Hanke, who previously led the Toronto Trust Argentina — the world’s best-performing fund in 1995 — added that bitcoin (BTC-USD) could face heightened volatility in the coming months, particularly in the lead-up to the US presidential election on 5 November.
“Bitcoin is a risk-over-the-moon asset. It’s almost off the charts in terms of risk,” he said, categorising it as highly speculative. For those looking to reduce risk, Hanke advised against adding bitcoin to their portfolios.
The impact of the US presidential election
As the 2024 US presidential election approaches, Hanke voiced concerns about the economic policies of both candidates, Donald Trump and Kamala Harris.

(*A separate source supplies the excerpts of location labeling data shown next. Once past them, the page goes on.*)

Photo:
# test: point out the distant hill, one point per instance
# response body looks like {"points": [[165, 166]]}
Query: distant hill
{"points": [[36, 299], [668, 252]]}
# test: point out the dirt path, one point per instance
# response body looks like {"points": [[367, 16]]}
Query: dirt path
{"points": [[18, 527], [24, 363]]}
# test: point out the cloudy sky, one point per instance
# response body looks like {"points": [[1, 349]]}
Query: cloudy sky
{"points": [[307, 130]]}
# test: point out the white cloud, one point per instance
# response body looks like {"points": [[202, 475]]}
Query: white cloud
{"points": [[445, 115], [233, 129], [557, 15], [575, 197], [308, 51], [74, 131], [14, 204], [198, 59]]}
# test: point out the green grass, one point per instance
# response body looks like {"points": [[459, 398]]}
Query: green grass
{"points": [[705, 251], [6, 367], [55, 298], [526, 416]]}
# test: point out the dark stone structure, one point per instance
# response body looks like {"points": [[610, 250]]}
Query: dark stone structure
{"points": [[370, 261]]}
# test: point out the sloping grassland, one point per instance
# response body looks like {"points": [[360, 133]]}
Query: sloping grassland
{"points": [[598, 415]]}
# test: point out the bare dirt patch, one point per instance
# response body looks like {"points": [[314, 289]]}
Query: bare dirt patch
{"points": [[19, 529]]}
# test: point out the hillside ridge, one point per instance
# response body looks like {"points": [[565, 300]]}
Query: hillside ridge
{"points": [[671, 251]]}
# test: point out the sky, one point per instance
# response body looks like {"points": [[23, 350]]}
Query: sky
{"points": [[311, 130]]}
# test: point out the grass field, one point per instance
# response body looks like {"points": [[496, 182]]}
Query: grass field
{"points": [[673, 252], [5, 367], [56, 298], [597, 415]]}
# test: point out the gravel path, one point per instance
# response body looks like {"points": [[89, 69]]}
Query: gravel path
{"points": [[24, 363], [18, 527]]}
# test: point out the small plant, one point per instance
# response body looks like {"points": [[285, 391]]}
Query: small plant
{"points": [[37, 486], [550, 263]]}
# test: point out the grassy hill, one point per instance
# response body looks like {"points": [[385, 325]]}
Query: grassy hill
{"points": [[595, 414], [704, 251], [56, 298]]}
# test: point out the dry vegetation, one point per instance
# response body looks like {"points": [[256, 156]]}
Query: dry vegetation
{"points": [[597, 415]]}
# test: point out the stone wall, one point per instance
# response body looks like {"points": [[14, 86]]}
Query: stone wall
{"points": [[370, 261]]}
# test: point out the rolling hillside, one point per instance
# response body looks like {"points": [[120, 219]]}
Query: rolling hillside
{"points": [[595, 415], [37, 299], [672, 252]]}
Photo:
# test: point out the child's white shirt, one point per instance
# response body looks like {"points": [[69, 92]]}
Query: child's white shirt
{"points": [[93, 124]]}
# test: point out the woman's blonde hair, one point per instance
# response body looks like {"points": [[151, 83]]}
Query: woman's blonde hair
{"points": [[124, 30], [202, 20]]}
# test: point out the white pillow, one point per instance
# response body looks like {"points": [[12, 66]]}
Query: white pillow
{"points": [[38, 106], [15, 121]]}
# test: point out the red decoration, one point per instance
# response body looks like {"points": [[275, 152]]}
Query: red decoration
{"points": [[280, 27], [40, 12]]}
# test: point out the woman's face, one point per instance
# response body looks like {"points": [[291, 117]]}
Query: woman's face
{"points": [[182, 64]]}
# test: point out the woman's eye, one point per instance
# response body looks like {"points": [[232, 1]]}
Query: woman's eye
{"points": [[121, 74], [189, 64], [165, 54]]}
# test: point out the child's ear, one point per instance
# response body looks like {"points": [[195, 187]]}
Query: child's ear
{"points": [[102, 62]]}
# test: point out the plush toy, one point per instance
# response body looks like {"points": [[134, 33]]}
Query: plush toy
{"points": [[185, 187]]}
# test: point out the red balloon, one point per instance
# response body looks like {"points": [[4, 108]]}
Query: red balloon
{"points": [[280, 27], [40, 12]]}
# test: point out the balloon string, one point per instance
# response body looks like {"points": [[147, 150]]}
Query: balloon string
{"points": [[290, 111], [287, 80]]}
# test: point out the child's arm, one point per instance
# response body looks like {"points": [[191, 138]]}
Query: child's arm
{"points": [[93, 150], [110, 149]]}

Hanke criticized Harris for advocating policies he believes would lead to increased government control and reckless spending, including her proposals for tax credits for small businesses and $25,000 in housing assistance.
Similarly, Hanke was sharply critical of Trump, particularly his protectionist stance. “What is he talking about? Protectionism, this is bad news,” Hanke said, highlighting the potential economic damage that such isolationist policies could inflict on the already fragile US economy.